Conforme explica o autor do livro "É muito importante essa análise através do direito negocial, porque não basta o estado regulamentar. As relações civis, as relações econômicas, elas precisam acontecer com segurança. Não basta ser criada uma regulamentação da cannabis se, por exemplo, não usufruirmos da regulação dos contratos, como o direito à saúde, que é um direito personalíssimo, protegido constitucionalmente."
Na visão de Murilo o mercado da cannabis medicinal ainda não é suficientemente regulamentado. Ainda falta a regulamentação do cultivo, que está em andamento após a decisão do STJ, mas que é restrita a um baixo nível de THC, igual ou inferior a 0,3%.
"O THC é uma molécula medicinal também, a própria Anvisa reconhece. Não sabemos se o cultivo em solo brasileiro vai, da forma como está a nossa regulação, ser vantajoso. Ele ainda pode ser muito caro", explica Nicolau.
Poder judiciário como pioneiro na regulamentação da cannabis no Brasil
Como citado anteriormente o judiciário brasileiro possui um papel fundamental no movimento de regulamentação da cannabis no Brasil. Dentre algumas características que explicam esse pioneirismo estão os processos que chegam para os juízes e precisam ser julgados.
De toda forma, Murilo pontua que "esse é um dos poucos momentos em que a gente vê o judiciário forçando uma regulação em cima do governo. Muitas vezes o papel do judiciário é um papel posterior à regulação, ele só vai atuar após a regulação. A questão é que a cannabis trata do direito à saúde e como o governo nunca regulamentou, o judiciário teve que entrar em campo e assumir essa responsabilidade"
Rede de advogados que se especializam no tema faz toda diferença para o avanço da pauta
Para que o judiciário se veja obrigado a julgar processos que tratam do acesso à cannabis medicinal, são necessários advogados que possuam amplo conhecimento do tema e dos trâmites do judiciário, de forma que as chances de sucesso nos processos sejam altas.
A união desses juristas para troca de informações, portanto, é de suma importância.

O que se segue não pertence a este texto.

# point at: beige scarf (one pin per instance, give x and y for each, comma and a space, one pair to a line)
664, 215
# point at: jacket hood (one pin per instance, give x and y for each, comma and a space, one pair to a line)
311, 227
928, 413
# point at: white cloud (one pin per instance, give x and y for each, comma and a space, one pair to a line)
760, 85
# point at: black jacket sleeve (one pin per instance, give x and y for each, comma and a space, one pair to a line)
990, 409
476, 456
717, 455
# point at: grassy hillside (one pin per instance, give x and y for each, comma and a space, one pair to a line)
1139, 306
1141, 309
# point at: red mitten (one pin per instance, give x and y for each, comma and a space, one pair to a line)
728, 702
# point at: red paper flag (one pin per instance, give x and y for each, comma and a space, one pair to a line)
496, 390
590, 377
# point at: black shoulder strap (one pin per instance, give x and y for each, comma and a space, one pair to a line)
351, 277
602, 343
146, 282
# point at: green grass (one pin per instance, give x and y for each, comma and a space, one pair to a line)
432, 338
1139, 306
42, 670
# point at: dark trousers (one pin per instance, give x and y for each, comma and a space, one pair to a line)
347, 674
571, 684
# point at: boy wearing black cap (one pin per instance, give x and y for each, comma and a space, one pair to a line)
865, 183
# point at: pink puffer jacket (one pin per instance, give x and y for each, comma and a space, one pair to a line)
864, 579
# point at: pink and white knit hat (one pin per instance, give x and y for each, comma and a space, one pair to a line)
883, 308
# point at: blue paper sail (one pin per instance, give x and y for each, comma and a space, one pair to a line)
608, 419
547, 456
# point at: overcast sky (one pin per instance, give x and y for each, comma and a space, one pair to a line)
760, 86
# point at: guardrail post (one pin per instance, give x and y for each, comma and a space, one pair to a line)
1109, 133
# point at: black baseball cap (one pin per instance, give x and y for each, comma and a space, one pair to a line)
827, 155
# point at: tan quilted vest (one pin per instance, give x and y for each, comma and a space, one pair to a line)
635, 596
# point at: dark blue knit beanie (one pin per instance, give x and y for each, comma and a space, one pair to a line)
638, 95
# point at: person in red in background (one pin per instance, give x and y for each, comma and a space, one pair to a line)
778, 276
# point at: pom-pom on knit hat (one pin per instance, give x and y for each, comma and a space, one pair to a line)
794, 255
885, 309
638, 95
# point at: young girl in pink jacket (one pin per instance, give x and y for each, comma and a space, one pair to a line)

A intenção de Murilo ao publicar o livro foi essa também. "Quando eu comecei não tinha nenhuma base de cannabis e nem contato com as pessoas do setor, não tinha a quem recorrer. Haviam poucas jurisprudências, poucas decisões. Por isso para mim é muito relevante poder hoje publicar o Manual Jurídico da Cannabis Legal, porque posso ampliar esse conhecimento."

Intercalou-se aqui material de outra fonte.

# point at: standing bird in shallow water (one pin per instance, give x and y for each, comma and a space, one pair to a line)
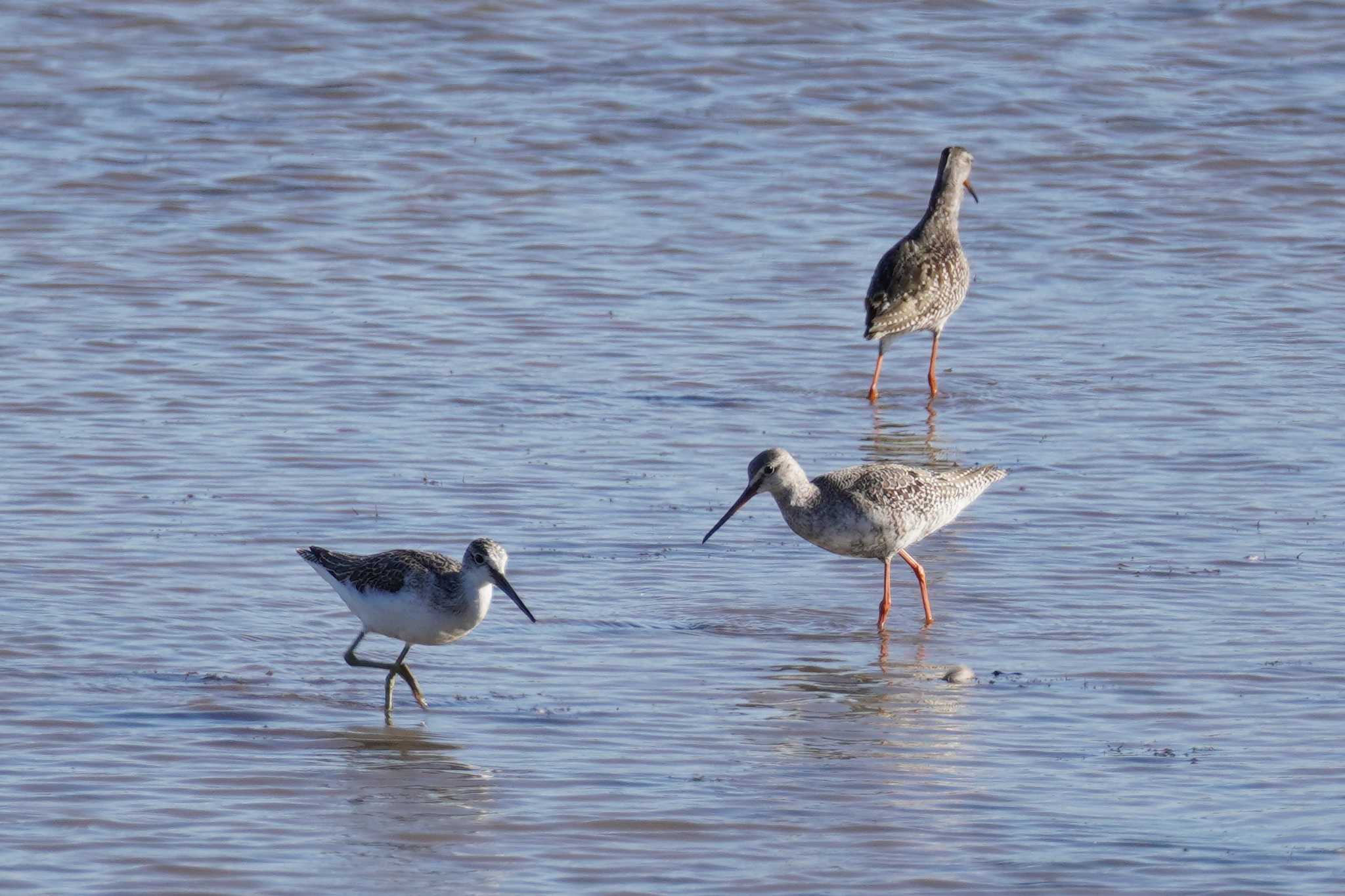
921, 281
870, 511
417, 597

O livro está disponível para compra no site da editora. O lançamento presencial será no dia 31 de janeiro na OAB/PR - Subseção de Londrina, Rua R. Gov. Parigot de Souza, 311 - Jardim Caiçaras, Londrina, espaço conquistado pelo autor para ampliar o debate sobre o tema dentro da OAB.
"É muita alegria para mim poder levar esse tema para dentro da OAB e poder dialogar com a sociedade jurídica essa questão, sempre tendo como norte o respeito às opiniões contrárias e o respeito à opinião democrática dos advogados e advogadas. Esse é um espaço de todos nós, não tem muito certo e errado. A nossa intenção com isso é sensibilizar as pessoas e mostrar o porquê que a cannabis precisa ser regulamentada. Mostrar na prática, trazendo pacientes para serem ouvidos e especialistas para falarem." finaliza Murilo.